Here is an image I made last year for my story idea, The Magic Puddle. The collage and ink is very similar to the fairy image in the last post, although it is combined with tissue paper rubbings rather than plant material.

Freddie and the Fairy






I entered the Waterstones competition last month in a hurry, since it was due in a week after the major hand-in. I used a lot of found plant material which I combined with images I had already made. It was fun to do and here are some of the results. I need to rework some of them so they gell together a bit more. I am pleased with the fairy and the mouse.

Mousey and the Scary Climate Change Monster







Here are the updated images for Mousey and the Scary Climate Change Monster. The animals seem to work a lot better when they go across the double page spread. Now I need to work on the monster a bit more to make it more scary and more original.

Here is the storyboard too, in b&w.


Tuesday, 23 June 2009

My Website

My website is up and running on www.annaviolet.co.uk

Thursday, 30 April 2009

Mousey and the Scary Climate Change Monster




These are some of my images for my major project, using inks and collage.

Thursday, 23 April 2009

Big Orange Studio collective


Talk from Andy Pavitt 22/04/-9

Andrew Pavitt came to talk to us about the Big Orange Studio collective in Shoreditch, London. Big Orange can offer an internship for a Stockport College student this summer for one week, which would be a good opportunity to make contacts and get a feel for what a collective is like. Last year, Dan & Martin from Stockport were involved with an AOI poster which got mailed out with the magazine - & they were able to take 500 copies of the poster away with them.

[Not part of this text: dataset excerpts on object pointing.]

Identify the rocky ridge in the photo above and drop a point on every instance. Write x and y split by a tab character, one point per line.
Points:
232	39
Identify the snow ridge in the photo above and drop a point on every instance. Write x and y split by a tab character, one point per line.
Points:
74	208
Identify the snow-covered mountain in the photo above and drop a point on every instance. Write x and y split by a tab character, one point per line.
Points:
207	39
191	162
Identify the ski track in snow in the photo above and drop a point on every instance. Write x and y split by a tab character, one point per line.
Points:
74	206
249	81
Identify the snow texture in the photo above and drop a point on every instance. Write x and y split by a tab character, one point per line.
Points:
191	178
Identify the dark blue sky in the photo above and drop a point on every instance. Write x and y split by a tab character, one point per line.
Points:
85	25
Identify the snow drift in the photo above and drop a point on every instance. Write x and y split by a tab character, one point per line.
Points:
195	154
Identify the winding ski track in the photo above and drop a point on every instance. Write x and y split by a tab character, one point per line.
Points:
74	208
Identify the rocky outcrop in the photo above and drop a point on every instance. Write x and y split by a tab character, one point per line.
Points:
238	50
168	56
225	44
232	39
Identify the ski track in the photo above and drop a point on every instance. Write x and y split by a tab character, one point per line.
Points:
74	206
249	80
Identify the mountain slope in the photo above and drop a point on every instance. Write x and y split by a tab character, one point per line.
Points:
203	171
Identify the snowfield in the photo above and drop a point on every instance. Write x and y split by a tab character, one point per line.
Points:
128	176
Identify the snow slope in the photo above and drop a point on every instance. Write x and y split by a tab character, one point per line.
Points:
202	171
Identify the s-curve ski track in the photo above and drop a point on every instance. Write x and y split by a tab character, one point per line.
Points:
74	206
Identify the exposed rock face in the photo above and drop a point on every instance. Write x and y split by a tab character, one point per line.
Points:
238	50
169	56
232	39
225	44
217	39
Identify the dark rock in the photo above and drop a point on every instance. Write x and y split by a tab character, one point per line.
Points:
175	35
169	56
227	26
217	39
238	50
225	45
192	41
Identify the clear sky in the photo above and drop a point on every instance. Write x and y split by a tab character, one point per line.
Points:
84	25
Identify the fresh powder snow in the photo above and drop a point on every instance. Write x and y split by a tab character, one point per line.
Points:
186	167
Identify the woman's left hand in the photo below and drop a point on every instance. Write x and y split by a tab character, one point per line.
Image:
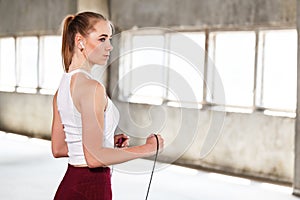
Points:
121	140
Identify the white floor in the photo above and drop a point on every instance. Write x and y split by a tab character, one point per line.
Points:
28	172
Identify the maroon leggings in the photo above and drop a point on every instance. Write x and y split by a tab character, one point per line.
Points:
83	183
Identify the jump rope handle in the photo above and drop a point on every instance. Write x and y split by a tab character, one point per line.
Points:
157	149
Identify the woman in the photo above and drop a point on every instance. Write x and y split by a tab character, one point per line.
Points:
84	118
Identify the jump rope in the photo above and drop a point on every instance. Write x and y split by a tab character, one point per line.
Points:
154	162
155	158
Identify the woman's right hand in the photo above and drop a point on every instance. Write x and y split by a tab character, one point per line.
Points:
152	143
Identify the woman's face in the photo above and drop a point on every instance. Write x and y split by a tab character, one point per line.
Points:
98	44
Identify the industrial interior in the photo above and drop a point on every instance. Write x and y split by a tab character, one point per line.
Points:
217	79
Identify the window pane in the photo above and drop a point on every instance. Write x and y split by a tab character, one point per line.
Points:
7	64
147	71
50	64
186	63
279	80
234	55
27	56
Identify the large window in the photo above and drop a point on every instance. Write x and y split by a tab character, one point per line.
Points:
153	67
30	64
278	70
7	64
233	54
257	68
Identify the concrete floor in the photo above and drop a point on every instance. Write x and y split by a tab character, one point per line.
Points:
28	172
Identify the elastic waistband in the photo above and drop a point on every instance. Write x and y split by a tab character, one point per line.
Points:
97	169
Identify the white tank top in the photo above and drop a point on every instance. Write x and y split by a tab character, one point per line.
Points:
71	120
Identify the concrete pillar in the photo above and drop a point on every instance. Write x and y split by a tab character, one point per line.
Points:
296	185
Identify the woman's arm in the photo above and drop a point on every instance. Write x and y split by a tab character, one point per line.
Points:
91	101
58	144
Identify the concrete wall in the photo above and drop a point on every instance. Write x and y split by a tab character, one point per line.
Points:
250	144
199	13
19	17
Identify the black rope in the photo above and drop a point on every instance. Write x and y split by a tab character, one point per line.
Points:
157	148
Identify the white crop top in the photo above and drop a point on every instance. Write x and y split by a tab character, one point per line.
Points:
71	120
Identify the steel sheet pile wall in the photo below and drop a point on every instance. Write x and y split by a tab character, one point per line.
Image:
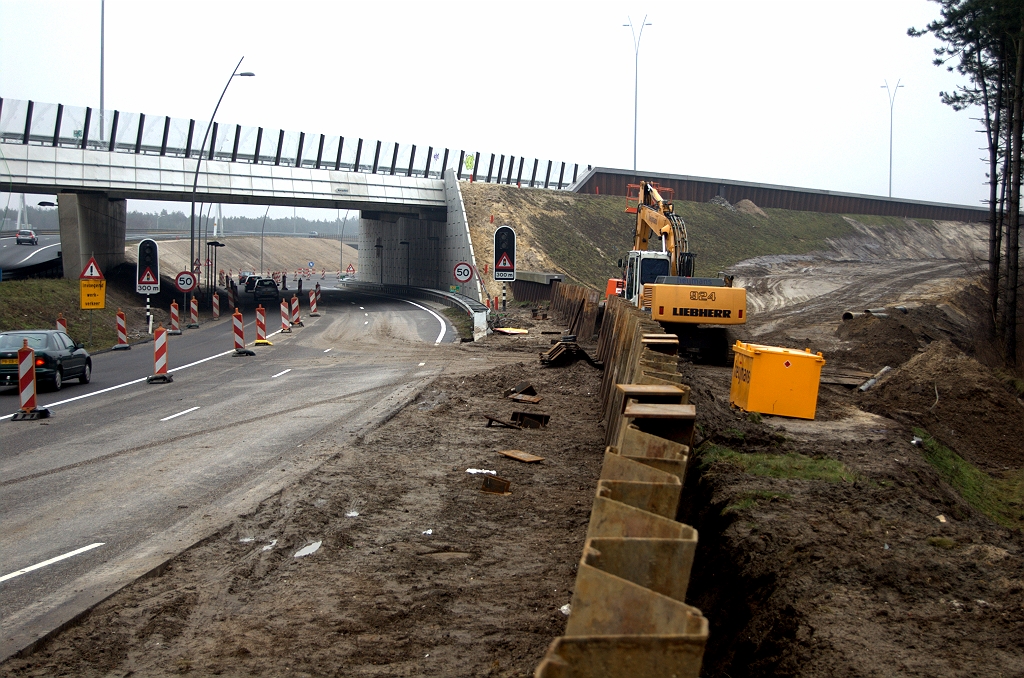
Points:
577	306
628	615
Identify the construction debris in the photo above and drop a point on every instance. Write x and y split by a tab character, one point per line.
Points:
496	485
530	419
520	456
501	422
565	352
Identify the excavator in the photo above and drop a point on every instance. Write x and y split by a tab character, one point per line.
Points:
660	281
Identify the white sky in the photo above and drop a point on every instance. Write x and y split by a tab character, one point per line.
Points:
775	91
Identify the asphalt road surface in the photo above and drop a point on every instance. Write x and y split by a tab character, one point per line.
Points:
126	474
14	256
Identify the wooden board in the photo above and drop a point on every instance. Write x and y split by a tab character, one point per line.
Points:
520	456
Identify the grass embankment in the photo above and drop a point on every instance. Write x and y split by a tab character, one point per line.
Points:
585	236
34	304
788	466
1001	499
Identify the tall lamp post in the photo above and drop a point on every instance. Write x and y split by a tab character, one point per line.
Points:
892	100
408	255
199	161
636	80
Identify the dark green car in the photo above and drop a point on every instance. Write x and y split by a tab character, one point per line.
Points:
57	357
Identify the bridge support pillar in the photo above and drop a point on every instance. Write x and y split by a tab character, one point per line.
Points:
91	224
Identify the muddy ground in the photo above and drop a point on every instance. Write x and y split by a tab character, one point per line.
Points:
419	573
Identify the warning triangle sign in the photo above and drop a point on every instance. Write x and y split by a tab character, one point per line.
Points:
91	271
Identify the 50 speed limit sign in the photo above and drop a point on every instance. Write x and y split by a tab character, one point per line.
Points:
463	271
185	282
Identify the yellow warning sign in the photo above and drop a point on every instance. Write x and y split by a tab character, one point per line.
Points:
92	295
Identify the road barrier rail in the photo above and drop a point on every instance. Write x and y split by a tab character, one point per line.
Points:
628	616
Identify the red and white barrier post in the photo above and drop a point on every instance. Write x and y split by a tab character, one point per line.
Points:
312	304
240	335
122	332
286	324
175	320
261	327
193	312
27	385
296	318
160	374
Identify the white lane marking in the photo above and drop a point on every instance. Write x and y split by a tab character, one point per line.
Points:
183	412
439	320
50	561
37	251
133	381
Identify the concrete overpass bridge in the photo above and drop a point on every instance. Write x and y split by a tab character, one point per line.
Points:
413	219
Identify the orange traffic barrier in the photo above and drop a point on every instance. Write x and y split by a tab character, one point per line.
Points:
296	318
27	385
160	374
175	321
286	325
193	312
122	332
312	304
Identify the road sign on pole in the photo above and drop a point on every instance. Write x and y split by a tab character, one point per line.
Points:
185	282
147	269
463	271
505	254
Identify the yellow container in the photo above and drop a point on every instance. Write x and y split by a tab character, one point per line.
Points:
775	381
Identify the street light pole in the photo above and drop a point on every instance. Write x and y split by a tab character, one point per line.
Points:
261	230
408	255
199	162
892	100
636	80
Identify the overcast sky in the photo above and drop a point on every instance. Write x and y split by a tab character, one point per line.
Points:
775	91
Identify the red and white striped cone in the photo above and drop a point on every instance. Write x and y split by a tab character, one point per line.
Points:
193	313
122	332
312	304
286	325
296	316
160	359
27	385
175	320
261	327
240	335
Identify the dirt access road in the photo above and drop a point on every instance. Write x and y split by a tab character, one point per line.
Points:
418	573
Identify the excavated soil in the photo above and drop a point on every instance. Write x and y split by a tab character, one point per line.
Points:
419	573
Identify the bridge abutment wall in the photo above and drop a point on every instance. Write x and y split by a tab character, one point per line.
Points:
92	224
433	250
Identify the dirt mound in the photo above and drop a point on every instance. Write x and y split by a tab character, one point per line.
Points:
747	207
957	400
879	341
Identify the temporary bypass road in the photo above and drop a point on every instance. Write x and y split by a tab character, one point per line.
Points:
126	474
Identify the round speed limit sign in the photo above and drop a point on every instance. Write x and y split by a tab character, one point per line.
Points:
463	271
185	282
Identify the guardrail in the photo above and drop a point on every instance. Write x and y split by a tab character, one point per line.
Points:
38	123
473	308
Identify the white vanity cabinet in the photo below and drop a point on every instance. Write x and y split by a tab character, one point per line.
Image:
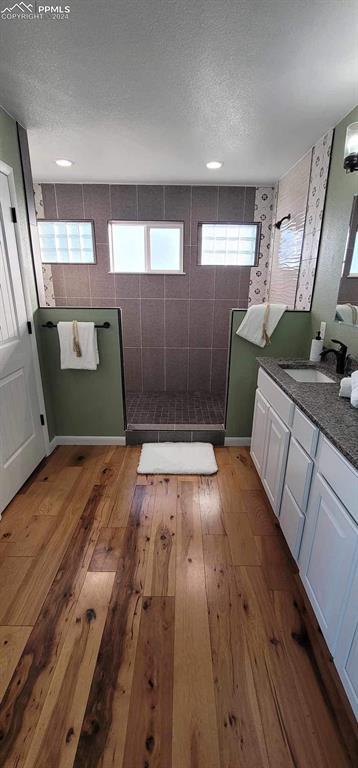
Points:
327	557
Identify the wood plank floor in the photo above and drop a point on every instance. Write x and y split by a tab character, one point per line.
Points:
157	622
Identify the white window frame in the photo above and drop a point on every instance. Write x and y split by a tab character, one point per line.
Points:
148	225
256	224
70	221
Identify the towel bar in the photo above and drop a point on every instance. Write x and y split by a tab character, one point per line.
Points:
50	324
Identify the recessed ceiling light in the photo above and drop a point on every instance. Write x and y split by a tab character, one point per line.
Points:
64	163
214	164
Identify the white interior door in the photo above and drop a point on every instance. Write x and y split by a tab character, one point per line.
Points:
21	433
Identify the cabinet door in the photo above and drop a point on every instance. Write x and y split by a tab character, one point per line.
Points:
328	552
259	431
275	458
346	658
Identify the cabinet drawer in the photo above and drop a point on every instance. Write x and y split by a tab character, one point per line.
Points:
298	474
291	522
279	401
305	432
340	475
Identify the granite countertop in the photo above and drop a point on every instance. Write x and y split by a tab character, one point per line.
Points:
334	415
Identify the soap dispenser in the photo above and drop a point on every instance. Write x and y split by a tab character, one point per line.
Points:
316	348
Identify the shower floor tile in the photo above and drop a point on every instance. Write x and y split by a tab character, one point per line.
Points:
172	408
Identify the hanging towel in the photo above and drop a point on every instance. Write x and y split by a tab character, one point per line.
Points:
87	339
260	322
354	395
345	389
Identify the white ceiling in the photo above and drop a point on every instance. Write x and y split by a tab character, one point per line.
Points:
149	90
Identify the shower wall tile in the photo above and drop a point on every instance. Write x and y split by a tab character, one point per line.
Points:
177	207
49	201
123	201
96	202
69	201
199	369
153	369
176	370
151	286
170	322
152	311
177	323
231	203
131	322
150	202
133	369
201	323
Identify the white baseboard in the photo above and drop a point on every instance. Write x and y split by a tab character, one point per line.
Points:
237	441
85	440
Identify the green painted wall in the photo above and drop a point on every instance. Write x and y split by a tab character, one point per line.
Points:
9	154
340	191
291	338
82	403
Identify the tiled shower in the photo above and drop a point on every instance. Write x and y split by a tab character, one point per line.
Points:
175	327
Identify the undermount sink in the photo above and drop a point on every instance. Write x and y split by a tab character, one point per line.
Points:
309	375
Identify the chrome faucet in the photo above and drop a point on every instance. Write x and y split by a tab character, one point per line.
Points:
340	354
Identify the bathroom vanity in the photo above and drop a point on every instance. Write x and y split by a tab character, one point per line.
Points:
305	449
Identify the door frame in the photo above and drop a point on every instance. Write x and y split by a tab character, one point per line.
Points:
26	276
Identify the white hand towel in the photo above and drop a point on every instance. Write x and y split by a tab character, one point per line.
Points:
88	343
354	395
260	322
345	389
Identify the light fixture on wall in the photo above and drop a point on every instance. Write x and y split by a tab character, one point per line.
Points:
213	165
351	149
64	163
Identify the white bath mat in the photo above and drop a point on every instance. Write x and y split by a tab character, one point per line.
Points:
177	459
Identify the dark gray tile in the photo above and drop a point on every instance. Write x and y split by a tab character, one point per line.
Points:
218	370
152	322
151	286
76	280
227	283
202	279
137	437
176	373
199	369
177	207
201	323
204	208
131	322
127	286
69	198
177	286
231	204
174	436
177	323
58	280
222	317
133	369
150	202
97	207
153	370
216	437
249	207
123	199
49	201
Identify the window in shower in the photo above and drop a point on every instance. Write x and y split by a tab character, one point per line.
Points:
224	245
66	242
146	247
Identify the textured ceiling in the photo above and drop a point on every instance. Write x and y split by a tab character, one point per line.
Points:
149	90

The studio collective was started 15-16 years ago by RCA students including Andy Lovell and Darrell Rees. Peepshow, Container and Le Gun are all collectives, too. Big Orange currently has 8 illustrators and shares studio space with AOI, which has anywhere between 4-12 people, depending on any internships (AOI also take on illustration graduates – recently from RCA, Kingston, London).

Andy talked about the many advantages of a collective – pooling resources, sharing rent (£200/month each), phones, photocopier, computer network. Maybe the biggest advantage is the support network to keep you going at illustration. If you work on your own you need to be very well organised, good at promotion and not prone to loneliness. He feels they have a good mix of skills and personalities at the studio. They even share contacts, although this can be a problem at times if someone has spent a lot of time building up a contact. The Editorial contacts are maybe less precious, though. They do occasionally work together, although they have not done so recently. Paul Davis is the illustration editor for The Drawbridge paper, a good promo magazine & platform for illustration (comes out once/2 months).

The studio is open 24 hours/day, and this is really important in order to meet deadlines, especially for editorials with daily papers and work in America, where there are different time zones. Toby Morison sometimes comes in at 5am to meet a deadline, and then takes a kip in the studio!

The disadvantage to a collective? You need to fit with others and their music tastes. The dynamics change with the mix of people, and personality clashes could be a problem, although it has not really been an issue at Big Orange.

I had thought I would prefer to work as an illustrator from the comfort of home, but I can now see the numerous advantages in working as part of a collective and pooling resources and support. It would be a lot more expensive, though, and the pressure to find work would be more intense in order to pay the studio rent.